15.1 At the Seller’s sole discretion, if there are any disputes or claims for unpaid Goods and/or Services then the provisions of the
Building and Construction Industry Security of Payment Act 2002 may apply.
15.2 Nothing in this agreement is intended to have the affect of contracting out of any applicable provisions of the Building and
Construction Industry Security of Payment Act 2002 of Victoria, except to the extent permitted by the Act where applicable.

16. General

16.1 If any provision of these terms and conditions shall be invalid, void, illegal or unenforceable the validity, existence, legality
and enforceability of the remaining provisions shall not be affected, prejudiced or impaired.

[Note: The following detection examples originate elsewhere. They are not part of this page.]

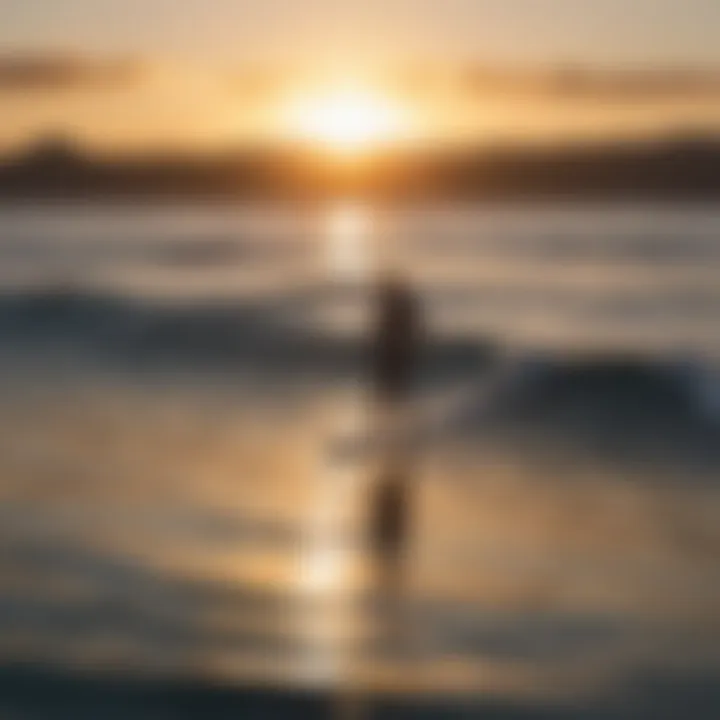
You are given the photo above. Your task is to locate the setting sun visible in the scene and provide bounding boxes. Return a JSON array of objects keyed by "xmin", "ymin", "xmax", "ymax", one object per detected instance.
[{"xmin": 289, "ymin": 88, "xmax": 407, "ymax": 153}]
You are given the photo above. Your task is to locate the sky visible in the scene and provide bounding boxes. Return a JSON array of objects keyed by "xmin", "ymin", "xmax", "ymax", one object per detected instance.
[{"xmin": 0, "ymin": 0, "xmax": 720, "ymax": 146}]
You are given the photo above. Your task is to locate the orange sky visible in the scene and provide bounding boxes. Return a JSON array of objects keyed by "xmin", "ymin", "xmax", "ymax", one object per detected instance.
[{"xmin": 0, "ymin": 0, "xmax": 720, "ymax": 149}]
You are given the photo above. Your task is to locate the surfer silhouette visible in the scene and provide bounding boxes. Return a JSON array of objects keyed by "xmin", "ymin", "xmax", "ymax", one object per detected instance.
[{"xmin": 370, "ymin": 275, "xmax": 421, "ymax": 589}]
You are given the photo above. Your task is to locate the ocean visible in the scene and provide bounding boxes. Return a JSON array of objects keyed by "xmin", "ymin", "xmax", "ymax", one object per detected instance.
[{"xmin": 0, "ymin": 202, "xmax": 720, "ymax": 717}]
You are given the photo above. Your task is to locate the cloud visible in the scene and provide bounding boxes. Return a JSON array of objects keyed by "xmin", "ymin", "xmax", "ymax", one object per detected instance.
[
  {"xmin": 0, "ymin": 54, "xmax": 145, "ymax": 92},
  {"xmin": 461, "ymin": 67, "xmax": 720, "ymax": 102}
]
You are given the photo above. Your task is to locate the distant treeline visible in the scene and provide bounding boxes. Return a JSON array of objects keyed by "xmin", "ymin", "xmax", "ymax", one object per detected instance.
[{"xmin": 0, "ymin": 137, "xmax": 720, "ymax": 200}]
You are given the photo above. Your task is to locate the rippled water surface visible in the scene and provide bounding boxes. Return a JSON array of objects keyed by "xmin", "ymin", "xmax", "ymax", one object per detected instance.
[{"xmin": 0, "ymin": 206, "xmax": 720, "ymax": 716}]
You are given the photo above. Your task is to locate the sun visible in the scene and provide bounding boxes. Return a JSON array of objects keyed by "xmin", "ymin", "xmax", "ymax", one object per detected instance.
[{"xmin": 289, "ymin": 88, "xmax": 407, "ymax": 154}]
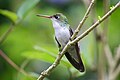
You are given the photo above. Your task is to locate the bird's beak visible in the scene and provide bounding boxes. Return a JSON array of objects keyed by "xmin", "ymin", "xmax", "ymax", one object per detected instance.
[{"xmin": 36, "ymin": 14, "xmax": 52, "ymax": 18}]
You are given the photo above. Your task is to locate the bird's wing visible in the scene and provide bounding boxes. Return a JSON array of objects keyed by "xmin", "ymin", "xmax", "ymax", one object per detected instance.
[{"xmin": 65, "ymin": 28, "xmax": 85, "ymax": 72}]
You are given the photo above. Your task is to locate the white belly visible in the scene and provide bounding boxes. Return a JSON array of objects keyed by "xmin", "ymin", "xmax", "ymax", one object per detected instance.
[{"xmin": 55, "ymin": 27, "xmax": 70, "ymax": 47}]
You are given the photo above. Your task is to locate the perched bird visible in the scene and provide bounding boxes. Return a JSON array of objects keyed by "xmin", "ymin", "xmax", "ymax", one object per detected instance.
[{"xmin": 37, "ymin": 13, "xmax": 85, "ymax": 72}]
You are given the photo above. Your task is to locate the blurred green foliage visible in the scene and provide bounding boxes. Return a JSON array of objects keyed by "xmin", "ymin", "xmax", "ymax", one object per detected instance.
[{"xmin": 0, "ymin": 0, "xmax": 120, "ymax": 80}]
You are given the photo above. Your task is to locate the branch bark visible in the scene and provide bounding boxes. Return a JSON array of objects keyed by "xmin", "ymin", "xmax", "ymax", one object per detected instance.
[
  {"xmin": 71, "ymin": 0, "xmax": 95, "ymax": 40},
  {"xmin": 37, "ymin": 1, "xmax": 120, "ymax": 80}
]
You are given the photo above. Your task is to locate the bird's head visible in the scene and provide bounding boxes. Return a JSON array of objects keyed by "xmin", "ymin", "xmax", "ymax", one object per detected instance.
[{"xmin": 37, "ymin": 13, "xmax": 68, "ymax": 26}]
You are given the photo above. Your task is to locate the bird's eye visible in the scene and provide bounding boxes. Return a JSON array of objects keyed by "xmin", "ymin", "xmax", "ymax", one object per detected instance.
[{"xmin": 54, "ymin": 15, "xmax": 60, "ymax": 19}]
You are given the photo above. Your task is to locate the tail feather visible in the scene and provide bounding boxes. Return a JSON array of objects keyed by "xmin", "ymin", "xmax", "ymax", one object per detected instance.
[{"xmin": 65, "ymin": 52, "xmax": 85, "ymax": 72}]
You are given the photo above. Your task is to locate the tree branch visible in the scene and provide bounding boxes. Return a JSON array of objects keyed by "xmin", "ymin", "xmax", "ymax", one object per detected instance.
[
  {"xmin": 71, "ymin": 0, "xmax": 95, "ymax": 40},
  {"xmin": 37, "ymin": 1, "xmax": 120, "ymax": 80},
  {"xmin": 0, "ymin": 24, "xmax": 13, "ymax": 44}
]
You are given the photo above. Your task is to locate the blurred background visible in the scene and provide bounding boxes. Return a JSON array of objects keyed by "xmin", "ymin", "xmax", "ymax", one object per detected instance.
[{"xmin": 0, "ymin": 0, "xmax": 120, "ymax": 80}]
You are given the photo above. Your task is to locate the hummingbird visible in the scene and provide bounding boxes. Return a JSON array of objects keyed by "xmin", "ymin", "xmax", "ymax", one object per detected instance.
[{"xmin": 37, "ymin": 13, "xmax": 85, "ymax": 72}]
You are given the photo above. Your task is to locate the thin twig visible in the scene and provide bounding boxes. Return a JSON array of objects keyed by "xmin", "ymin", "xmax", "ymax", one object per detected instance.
[
  {"xmin": 71, "ymin": 0, "xmax": 95, "ymax": 40},
  {"xmin": 37, "ymin": 1, "xmax": 120, "ymax": 80},
  {"xmin": 0, "ymin": 50, "xmax": 28, "ymax": 76},
  {"xmin": 0, "ymin": 24, "xmax": 13, "ymax": 44},
  {"xmin": 103, "ymin": 43, "xmax": 115, "ymax": 68},
  {"xmin": 110, "ymin": 64, "xmax": 120, "ymax": 80},
  {"xmin": 71, "ymin": 1, "xmax": 120, "ymax": 44}
]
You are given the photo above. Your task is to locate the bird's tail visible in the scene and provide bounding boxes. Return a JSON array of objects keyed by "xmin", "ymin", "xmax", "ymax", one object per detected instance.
[{"xmin": 65, "ymin": 52, "xmax": 85, "ymax": 72}]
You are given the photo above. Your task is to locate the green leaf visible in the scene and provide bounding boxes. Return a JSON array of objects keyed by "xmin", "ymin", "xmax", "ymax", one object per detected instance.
[
  {"xmin": 22, "ymin": 51, "xmax": 55, "ymax": 63},
  {"xmin": 34, "ymin": 45, "xmax": 71, "ymax": 67},
  {"xmin": 0, "ymin": 9, "xmax": 18, "ymax": 23},
  {"xmin": 17, "ymin": 0, "xmax": 40, "ymax": 19}
]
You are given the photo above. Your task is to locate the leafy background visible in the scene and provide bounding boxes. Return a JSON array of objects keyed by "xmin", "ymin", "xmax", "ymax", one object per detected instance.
[{"xmin": 0, "ymin": 0, "xmax": 120, "ymax": 80}]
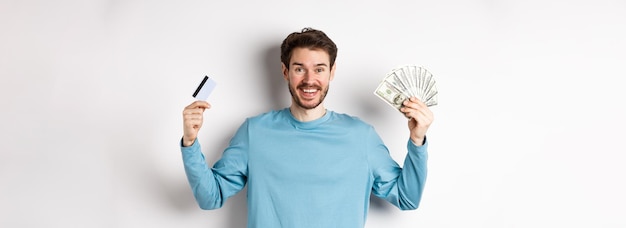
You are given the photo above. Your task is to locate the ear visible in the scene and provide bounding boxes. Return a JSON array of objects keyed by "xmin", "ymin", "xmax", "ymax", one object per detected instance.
[{"xmin": 280, "ymin": 62, "xmax": 289, "ymax": 81}]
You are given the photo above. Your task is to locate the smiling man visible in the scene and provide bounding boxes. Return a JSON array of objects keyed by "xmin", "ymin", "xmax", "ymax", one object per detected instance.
[{"xmin": 181, "ymin": 28, "xmax": 433, "ymax": 228}]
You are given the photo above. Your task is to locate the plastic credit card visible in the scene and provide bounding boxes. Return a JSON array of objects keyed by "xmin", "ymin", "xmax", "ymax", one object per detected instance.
[{"xmin": 193, "ymin": 76, "xmax": 216, "ymax": 101}]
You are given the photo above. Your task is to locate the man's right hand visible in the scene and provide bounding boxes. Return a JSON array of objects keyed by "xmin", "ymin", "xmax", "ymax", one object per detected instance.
[{"xmin": 183, "ymin": 101, "xmax": 211, "ymax": 147}]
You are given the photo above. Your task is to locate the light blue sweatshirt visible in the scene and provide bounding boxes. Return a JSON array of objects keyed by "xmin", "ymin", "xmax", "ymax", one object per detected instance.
[{"xmin": 181, "ymin": 108, "xmax": 428, "ymax": 228}]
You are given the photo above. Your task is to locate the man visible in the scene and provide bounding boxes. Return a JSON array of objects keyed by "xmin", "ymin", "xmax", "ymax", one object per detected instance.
[{"xmin": 181, "ymin": 28, "xmax": 433, "ymax": 228}]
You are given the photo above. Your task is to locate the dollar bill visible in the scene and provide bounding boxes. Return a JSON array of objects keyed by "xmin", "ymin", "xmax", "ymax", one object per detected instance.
[{"xmin": 374, "ymin": 65, "xmax": 439, "ymax": 113}]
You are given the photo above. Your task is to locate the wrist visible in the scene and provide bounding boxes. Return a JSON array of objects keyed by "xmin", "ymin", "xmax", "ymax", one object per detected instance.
[
  {"xmin": 411, "ymin": 137, "xmax": 425, "ymax": 146},
  {"xmin": 182, "ymin": 137, "xmax": 196, "ymax": 147}
]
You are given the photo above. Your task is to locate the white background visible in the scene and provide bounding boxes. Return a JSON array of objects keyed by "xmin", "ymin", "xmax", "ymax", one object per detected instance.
[{"xmin": 0, "ymin": 0, "xmax": 626, "ymax": 228}]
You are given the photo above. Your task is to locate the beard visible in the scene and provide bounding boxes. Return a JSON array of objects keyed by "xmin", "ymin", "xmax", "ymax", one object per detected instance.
[{"xmin": 287, "ymin": 83, "xmax": 330, "ymax": 110}]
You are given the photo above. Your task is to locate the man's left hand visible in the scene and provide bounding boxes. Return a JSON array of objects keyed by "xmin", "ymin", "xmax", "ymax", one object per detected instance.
[{"xmin": 400, "ymin": 97, "xmax": 435, "ymax": 146}]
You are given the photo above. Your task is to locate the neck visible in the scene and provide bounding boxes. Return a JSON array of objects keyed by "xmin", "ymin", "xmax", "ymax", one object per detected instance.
[{"xmin": 289, "ymin": 104, "xmax": 326, "ymax": 122}]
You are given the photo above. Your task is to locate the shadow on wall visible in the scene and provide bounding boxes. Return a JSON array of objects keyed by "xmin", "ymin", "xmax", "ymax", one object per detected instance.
[{"xmin": 261, "ymin": 44, "xmax": 291, "ymax": 110}]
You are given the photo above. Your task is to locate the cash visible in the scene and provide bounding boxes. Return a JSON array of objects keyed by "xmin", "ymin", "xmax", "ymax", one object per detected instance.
[{"xmin": 374, "ymin": 65, "xmax": 438, "ymax": 110}]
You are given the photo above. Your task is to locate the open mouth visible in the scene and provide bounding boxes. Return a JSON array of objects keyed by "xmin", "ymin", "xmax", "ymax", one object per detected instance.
[{"xmin": 300, "ymin": 87, "xmax": 320, "ymax": 98}]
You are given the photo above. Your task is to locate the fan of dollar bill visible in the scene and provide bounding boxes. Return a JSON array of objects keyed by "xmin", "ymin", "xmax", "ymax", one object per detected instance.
[{"xmin": 374, "ymin": 65, "xmax": 438, "ymax": 110}]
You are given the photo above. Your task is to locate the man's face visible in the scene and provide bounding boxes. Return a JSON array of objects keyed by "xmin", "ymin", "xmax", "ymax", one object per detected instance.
[{"xmin": 282, "ymin": 48, "xmax": 335, "ymax": 109}]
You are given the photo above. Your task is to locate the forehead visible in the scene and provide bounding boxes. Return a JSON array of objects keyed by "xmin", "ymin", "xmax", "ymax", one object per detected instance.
[{"xmin": 289, "ymin": 48, "xmax": 330, "ymax": 66}]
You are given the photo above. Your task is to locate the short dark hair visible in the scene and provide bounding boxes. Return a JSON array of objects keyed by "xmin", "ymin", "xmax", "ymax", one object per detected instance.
[{"xmin": 280, "ymin": 27, "xmax": 337, "ymax": 69}]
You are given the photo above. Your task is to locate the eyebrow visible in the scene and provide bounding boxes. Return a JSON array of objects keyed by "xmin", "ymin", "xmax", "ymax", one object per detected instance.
[{"xmin": 291, "ymin": 62, "xmax": 328, "ymax": 67}]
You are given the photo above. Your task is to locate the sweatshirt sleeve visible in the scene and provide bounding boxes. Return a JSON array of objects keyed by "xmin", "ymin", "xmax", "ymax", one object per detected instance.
[
  {"xmin": 370, "ymin": 128, "xmax": 428, "ymax": 210},
  {"xmin": 181, "ymin": 121, "xmax": 247, "ymax": 210}
]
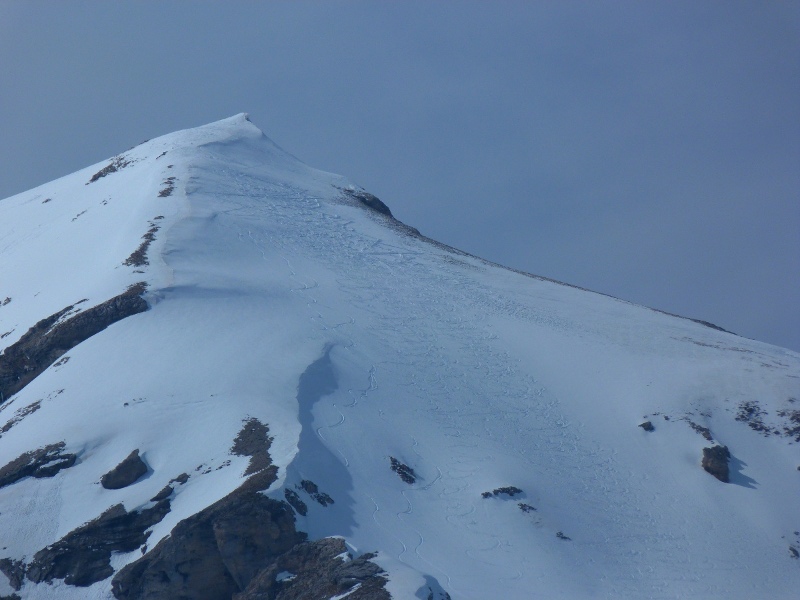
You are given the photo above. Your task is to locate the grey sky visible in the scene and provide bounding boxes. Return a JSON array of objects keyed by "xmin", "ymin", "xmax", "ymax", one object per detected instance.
[{"xmin": 0, "ymin": 0, "xmax": 800, "ymax": 350}]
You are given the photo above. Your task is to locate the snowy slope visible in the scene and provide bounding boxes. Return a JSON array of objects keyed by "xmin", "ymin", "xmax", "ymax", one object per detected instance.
[{"xmin": 0, "ymin": 115, "xmax": 800, "ymax": 599}]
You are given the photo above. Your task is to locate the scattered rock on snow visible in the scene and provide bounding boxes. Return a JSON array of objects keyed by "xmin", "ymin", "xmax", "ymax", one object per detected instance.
[
  {"xmin": 0, "ymin": 558, "xmax": 25, "ymax": 591},
  {"xmin": 86, "ymin": 155, "xmax": 131, "ymax": 185},
  {"xmin": 702, "ymin": 446, "xmax": 731, "ymax": 483},
  {"xmin": 389, "ymin": 456, "xmax": 417, "ymax": 485},
  {"xmin": 283, "ymin": 488, "xmax": 308, "ymax": 517},
  {"xmin": 231, "ymin": 418, "xmax": 272, "ymax": 475},
  {"xmin": 342, "ymin": 188, "xmax": 392, "ymax": 217},
  {"xmin": 0, "ymin": 282, "xmax": 147, "ymax": 403},
  {"xmin": 122, "ymin": 221, "xmax": 160, "ymax": 267},
  {"xmin": 300, "ymin": 479, "xmax": 333, "ymax": 506},
  {"xmin": 481, "ymin": 485, "xmax": 524, "ymax": 498},
  {"xmin": 100, "ymin": 449, "xmax": 147, "ymax": 490}
]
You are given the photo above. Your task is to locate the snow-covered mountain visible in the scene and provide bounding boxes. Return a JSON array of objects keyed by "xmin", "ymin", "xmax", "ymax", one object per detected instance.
[{"xmin": 0, "ymin": 115, "xmax": 800, "ymax": 600}]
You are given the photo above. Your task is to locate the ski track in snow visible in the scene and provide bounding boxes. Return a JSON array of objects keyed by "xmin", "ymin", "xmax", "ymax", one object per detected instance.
[{"xmin": 0, "ymin": 115, "xmax": 800, "ymax": 600}]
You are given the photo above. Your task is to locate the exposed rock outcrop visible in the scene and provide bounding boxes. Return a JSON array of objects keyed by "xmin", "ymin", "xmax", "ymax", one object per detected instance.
[
  {"xmin": 0, "ymin": 558, "xmax": 25, "ymax": 591},
  {"xmin": 231, "ymin": 418, "xmax": 272, "ymax": 475},
  {"xmin": 112, "ymin": 467, "xmax": 296, "ymax": 600},
  {"xmin": 100, "ymin": 449, "xmax": 147, "ymax": 490},
  {"xmin": 481, "ymin": 485, "xmax": 524, "ymax": 498},
  {"xmin": 0, "ymin": 283, "xmax": 147, "ymax": 403},
  {"xmin": 0, "ymin": 442, "xmax": 77, "ymax": 488},
  {"xmin": 233, "ymin": 538, "xmax": 391, "ymax": 600},
  {"xmin": 389, "ymin": 456, "xmax": 417, "ymax": 485},
  {"xmin": 27, "ymin": 500, "xmax": 170, "ymax": 584},
  {"xmin": 702, "ymin": 446, "xmax": 731, "ymax": 483},
  {"xmin": 342, "ymin": 188, "xmax": 394, "ymax": 218}
]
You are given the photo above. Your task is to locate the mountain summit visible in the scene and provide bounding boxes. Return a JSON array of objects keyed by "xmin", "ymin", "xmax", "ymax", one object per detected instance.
[{"xmin": 0, "ymin": 115, "xmax": 800, "ymax": 600}]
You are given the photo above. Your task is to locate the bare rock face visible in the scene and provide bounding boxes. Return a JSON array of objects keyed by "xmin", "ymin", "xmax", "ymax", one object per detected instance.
[
  {"xmin": 233, "ymin": 538, "xmax": 391, "ymax": 600},
  {"xmin": 0, "ymin": 442, "xmax": 77, "ymax": 488},
  {"xmin": 27, "ymin": 500, "xmax": 170, "ymax": 586},
  {"xmin": 100, "ymin": 449, "xmax": 147, "ymax": 490},
  {"xmin": 0, "ymin": 558, "xmax": 25, "ymax": 591},
  {"xmin": 112, "ymin": 467, "xmax": 306, "ymax": 600},
  {"xmin": 702, "ymin": 446, "xmax": 731, "ymax": 483},
  {"xmin": 0, "ymin": 283, "xmax": 147, "ymax": 403}
]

16.2 If any provisions of these terms and conditions are inconsistent with the PPSA, the PPSA shall prevail to the extent of that
inconsistency.
16.3 These terms and conditions and any contract to which they apply shall be governed by the laws of Victoria and are subject to
the jurisdiction of the courts of Victoria.
16.4 The Seller shall be under no liability whatsoever to the Customer for any indirect and/or consequential loss and/or expense
(including loss of profit) suffered by the Customer arising out of a breach by the Seller of these terms and conditions.
16.5 In the event of any breach of this contract by the Seller the remedies of the Customer shall be limited to damages which under
no circumstances shall exceed the Price of the Goods.
16.6 The Customer shall not be entitled to set off against, or deduct from the Price, any sums owed or claimed to be owed to the
Customer by the Seller nor to withhold payment of any invoice because part of that invoice is in dispute.
16.7 The Seller may license or sub-contract all or any part of its rights and obligations without the Customer’s consent.
16.8 The Customer agrees that the Seller may review these terms and conditions at any time. If, following any such review, there is
to be any change to these terms and conditions, then that change will take effect from the date on which the Seller notifies the
Customer of such change. The Customer shall be under no obligation to accept such changes except where the Seller supplies
further Goods to the Customer and the Customer accepts such Goods.
16.9 Neither party shall be liable for any default due to any act of God, war, terrorism, strike, lock-out, industrial action, fire, flood,
storm or other event beyond the reasonable control of either party.
16.10 The failure by the Seller to enforce any provision of these terms and conditions shall not be treated as a waiver of that
provision, nor shall it affect the Seller’s right to subsequently enforce that provision.